To scan and index the repository the following command is used --
supose.sh scan --create --url repository_url --index index_directory \ --username username --password password
Note: --create option is only needed if you are scanning and indexing from the scratch.
This command took a long time indexing my repository. I guess it depends on the repository size, but my feeling is there is some scope for improvement here in terms of speed. Another thing that I have observed is when I terminated half-way through the indexing process and continued indexing at a later point of time it did not pick up as smoothly as I expected. But these are minor issues and can be improved upon.
During the scanning process a specialized document handler is used based on the type of the file. A document handler indexes the parts of the document that it determines fit to index.
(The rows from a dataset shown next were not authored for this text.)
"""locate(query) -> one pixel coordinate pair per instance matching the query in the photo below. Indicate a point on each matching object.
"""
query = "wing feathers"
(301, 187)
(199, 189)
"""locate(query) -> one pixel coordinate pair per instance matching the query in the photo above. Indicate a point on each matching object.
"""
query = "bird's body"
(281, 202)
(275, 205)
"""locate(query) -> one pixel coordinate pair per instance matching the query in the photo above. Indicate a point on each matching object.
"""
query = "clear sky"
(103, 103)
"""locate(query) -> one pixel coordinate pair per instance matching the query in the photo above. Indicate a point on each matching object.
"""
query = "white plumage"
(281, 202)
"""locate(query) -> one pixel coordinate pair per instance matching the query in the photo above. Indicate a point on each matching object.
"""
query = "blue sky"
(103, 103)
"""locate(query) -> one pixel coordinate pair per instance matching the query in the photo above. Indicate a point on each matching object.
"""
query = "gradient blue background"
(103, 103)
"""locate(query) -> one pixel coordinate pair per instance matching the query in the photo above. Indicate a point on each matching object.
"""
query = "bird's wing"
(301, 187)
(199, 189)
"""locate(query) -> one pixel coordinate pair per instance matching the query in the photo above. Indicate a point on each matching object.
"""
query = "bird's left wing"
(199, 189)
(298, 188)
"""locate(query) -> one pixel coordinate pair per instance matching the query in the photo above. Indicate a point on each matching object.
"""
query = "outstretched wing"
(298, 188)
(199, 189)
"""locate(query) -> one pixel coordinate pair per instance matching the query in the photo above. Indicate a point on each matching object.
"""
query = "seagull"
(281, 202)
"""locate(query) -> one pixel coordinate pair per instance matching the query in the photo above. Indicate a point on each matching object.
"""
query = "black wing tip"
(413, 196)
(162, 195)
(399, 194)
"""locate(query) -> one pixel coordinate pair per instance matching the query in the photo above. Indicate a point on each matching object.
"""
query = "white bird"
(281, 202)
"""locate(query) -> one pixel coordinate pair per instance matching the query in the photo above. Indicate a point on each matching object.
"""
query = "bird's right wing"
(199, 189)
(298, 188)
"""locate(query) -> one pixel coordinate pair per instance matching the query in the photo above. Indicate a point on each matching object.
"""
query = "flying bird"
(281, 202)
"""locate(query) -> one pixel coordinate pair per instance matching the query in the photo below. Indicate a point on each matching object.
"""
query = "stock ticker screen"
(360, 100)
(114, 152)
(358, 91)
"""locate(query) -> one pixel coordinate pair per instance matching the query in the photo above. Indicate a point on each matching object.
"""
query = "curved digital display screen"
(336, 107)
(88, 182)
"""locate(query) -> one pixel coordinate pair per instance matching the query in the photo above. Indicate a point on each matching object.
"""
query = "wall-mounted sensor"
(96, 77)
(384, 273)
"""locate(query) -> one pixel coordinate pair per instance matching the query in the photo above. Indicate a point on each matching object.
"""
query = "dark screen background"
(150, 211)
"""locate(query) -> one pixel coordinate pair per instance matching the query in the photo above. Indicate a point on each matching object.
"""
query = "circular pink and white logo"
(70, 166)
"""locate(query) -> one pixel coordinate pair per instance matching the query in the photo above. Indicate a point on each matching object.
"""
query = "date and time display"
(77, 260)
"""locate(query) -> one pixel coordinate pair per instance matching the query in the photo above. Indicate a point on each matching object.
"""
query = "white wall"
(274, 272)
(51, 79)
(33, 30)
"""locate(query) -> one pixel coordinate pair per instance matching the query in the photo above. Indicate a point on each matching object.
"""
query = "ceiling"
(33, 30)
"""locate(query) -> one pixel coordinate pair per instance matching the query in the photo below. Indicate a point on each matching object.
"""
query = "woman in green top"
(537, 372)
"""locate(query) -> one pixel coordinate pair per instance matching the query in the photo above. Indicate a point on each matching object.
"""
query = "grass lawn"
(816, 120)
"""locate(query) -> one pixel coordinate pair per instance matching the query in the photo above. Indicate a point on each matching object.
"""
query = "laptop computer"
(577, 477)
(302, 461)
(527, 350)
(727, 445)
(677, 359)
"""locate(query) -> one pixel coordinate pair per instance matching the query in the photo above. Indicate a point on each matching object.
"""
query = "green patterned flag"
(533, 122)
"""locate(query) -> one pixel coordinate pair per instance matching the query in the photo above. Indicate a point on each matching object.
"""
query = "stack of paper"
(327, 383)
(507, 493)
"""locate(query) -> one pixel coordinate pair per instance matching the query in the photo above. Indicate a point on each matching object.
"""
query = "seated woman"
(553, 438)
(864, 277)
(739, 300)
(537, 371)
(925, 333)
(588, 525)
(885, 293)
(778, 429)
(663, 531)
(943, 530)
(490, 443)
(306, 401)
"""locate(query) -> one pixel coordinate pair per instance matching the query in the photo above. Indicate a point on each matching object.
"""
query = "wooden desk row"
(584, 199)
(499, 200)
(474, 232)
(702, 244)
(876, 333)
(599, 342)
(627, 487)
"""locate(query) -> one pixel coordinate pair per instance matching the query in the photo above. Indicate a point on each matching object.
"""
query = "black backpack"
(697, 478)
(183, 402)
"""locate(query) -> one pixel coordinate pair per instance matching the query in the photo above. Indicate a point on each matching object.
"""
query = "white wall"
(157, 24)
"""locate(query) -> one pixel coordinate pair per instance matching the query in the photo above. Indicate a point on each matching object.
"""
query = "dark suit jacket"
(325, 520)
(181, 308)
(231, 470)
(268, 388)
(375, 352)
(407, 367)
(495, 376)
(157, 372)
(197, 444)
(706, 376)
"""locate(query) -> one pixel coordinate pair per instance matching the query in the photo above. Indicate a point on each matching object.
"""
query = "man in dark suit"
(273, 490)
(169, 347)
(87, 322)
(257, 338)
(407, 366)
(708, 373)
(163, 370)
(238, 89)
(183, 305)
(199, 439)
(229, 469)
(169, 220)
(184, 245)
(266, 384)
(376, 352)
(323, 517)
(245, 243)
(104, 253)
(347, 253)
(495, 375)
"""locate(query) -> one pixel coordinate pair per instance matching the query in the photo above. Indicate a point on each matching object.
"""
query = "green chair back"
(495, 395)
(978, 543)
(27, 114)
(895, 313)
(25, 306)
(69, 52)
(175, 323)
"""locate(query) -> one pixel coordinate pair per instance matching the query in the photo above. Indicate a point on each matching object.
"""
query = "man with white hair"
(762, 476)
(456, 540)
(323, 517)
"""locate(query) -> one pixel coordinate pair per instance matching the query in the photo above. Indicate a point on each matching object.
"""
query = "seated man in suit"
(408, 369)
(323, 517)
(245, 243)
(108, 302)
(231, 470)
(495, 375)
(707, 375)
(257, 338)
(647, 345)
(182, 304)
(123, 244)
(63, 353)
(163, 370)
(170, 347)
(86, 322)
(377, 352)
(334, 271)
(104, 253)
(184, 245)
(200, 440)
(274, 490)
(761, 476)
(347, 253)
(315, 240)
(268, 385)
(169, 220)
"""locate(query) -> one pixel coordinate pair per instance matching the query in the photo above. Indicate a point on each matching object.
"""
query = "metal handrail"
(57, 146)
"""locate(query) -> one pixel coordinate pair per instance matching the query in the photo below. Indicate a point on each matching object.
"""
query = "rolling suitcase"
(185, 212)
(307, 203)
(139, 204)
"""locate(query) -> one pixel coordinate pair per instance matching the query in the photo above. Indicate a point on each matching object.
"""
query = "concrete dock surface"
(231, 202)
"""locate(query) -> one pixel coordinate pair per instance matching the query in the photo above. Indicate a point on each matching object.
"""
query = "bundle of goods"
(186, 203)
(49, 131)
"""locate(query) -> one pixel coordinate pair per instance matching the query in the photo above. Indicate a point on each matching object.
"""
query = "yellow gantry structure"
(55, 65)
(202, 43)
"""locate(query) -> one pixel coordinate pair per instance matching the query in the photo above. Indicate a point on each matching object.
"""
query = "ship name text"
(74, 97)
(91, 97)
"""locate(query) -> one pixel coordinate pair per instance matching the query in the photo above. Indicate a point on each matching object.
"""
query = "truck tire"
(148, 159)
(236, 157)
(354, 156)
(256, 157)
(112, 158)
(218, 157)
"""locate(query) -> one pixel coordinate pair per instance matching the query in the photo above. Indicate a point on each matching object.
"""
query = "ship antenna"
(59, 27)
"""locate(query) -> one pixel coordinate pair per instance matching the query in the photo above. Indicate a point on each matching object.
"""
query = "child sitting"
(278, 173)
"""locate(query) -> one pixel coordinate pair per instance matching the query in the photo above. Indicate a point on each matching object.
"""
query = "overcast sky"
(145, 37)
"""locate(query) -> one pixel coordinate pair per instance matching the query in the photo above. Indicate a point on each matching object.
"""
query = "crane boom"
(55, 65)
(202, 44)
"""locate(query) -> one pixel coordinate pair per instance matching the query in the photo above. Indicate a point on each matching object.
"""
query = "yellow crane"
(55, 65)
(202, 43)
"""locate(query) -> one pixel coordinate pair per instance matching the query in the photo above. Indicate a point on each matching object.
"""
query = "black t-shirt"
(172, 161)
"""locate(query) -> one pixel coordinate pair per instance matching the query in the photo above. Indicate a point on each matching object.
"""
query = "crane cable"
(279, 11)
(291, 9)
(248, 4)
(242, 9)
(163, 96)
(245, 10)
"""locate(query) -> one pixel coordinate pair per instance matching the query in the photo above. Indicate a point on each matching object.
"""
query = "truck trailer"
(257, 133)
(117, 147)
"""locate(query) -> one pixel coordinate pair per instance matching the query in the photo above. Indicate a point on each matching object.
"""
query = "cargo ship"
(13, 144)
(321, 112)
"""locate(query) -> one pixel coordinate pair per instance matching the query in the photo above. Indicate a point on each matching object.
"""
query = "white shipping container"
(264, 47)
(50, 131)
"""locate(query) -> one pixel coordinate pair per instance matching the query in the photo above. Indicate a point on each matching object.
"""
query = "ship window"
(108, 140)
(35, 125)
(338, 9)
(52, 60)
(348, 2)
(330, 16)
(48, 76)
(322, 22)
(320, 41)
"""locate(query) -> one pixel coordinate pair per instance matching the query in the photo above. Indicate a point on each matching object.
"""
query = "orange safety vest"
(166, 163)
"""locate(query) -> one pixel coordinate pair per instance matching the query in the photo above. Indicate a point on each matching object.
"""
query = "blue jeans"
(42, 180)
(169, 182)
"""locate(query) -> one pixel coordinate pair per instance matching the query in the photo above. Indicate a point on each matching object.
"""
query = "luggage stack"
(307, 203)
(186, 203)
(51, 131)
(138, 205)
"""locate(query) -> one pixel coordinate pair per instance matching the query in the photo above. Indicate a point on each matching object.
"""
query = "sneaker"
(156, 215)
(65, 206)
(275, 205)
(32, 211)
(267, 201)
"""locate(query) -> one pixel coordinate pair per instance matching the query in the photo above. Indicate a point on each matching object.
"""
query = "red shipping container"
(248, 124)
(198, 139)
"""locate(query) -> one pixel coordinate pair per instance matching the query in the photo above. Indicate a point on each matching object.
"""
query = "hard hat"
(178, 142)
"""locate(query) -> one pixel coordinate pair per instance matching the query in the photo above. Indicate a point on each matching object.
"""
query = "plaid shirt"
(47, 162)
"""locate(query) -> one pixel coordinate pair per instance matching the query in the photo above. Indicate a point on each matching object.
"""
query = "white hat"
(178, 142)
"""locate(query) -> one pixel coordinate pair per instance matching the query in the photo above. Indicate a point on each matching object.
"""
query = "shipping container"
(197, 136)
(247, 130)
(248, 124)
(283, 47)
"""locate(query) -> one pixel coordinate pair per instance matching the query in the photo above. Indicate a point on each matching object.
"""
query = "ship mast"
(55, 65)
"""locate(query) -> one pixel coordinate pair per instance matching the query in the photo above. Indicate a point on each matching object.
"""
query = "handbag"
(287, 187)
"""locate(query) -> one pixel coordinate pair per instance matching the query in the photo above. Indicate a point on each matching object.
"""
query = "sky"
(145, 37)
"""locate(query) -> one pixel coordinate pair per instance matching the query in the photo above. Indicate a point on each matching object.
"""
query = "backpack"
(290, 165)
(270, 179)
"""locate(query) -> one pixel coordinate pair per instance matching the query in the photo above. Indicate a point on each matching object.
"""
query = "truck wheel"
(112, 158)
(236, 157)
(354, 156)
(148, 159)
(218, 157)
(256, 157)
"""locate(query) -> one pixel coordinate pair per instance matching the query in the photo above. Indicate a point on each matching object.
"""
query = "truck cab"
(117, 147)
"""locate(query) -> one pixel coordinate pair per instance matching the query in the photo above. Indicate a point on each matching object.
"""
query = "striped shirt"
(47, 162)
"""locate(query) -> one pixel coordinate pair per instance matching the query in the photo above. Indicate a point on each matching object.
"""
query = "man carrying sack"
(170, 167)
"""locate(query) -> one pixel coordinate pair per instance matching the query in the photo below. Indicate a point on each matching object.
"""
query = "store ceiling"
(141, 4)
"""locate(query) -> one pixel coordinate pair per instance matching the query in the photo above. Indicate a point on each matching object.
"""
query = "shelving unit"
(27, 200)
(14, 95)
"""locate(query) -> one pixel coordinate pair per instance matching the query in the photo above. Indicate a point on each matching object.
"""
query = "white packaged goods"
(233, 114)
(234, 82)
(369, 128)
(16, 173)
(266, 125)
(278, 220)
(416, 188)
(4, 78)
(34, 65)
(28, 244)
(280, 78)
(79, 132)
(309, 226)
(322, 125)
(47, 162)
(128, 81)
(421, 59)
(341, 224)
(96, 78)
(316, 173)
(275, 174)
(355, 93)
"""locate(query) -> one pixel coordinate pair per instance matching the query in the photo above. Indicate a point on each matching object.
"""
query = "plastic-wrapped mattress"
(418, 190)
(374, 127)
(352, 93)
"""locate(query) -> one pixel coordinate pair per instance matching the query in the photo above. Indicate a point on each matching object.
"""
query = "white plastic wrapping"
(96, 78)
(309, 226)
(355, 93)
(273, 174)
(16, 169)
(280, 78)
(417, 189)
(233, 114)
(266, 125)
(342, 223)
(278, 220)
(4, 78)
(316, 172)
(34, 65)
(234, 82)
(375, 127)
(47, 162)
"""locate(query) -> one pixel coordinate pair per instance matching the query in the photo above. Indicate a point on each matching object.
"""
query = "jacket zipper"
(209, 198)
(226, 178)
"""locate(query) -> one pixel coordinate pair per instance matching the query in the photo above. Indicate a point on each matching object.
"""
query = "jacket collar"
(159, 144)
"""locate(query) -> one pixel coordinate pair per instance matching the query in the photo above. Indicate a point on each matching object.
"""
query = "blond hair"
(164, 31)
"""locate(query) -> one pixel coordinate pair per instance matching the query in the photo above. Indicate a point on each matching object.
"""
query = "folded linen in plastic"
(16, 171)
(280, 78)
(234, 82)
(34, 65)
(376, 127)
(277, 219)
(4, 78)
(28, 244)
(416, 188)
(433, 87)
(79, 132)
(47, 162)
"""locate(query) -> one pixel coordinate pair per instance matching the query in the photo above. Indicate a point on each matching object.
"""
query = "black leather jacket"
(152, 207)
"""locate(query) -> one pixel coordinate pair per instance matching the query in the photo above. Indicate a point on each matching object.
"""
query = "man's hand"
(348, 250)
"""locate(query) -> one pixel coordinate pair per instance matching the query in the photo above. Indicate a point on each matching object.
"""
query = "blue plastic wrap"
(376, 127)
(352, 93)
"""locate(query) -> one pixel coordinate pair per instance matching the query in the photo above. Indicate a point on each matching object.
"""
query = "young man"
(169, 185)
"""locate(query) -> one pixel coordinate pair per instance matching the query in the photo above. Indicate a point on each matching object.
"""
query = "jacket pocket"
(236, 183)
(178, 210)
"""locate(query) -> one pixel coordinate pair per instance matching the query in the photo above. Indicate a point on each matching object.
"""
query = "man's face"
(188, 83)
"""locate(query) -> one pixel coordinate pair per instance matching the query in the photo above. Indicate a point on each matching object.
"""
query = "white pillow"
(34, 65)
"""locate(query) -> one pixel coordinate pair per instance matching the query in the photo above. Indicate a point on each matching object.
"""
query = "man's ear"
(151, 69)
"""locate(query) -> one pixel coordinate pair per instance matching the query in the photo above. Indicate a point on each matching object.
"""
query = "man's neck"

For example, for Java files method names and comments are indexed.
Searching from the command line works something like the following --
supose.sh search --index indexes_directory --query query
If the interest is only to find the authors and revisions of the files --fields option can be used, like --
supose.sh search --index indexes_directory --query query \ --fields author revision
When I started working on this my primary reason to use it is to find the files by their names. For that the following command works --
supose.sh search --index indexes_directory \ --query "+filename:/*JavaClassName.java"
There are quite a few other useful queries you can perform, see some examples, although a lot of these can be achieved from an IDE. Again, my goal was not to check out the files from the repository to find some of this information.
There are other features like index-merging and scan-scheduling, which I haven't tried yet. For version 0.50, SupoSE seems to do a lot of things right. I'd still like to see an API-based approach than a command line one so that the client programs can interact nicely with it.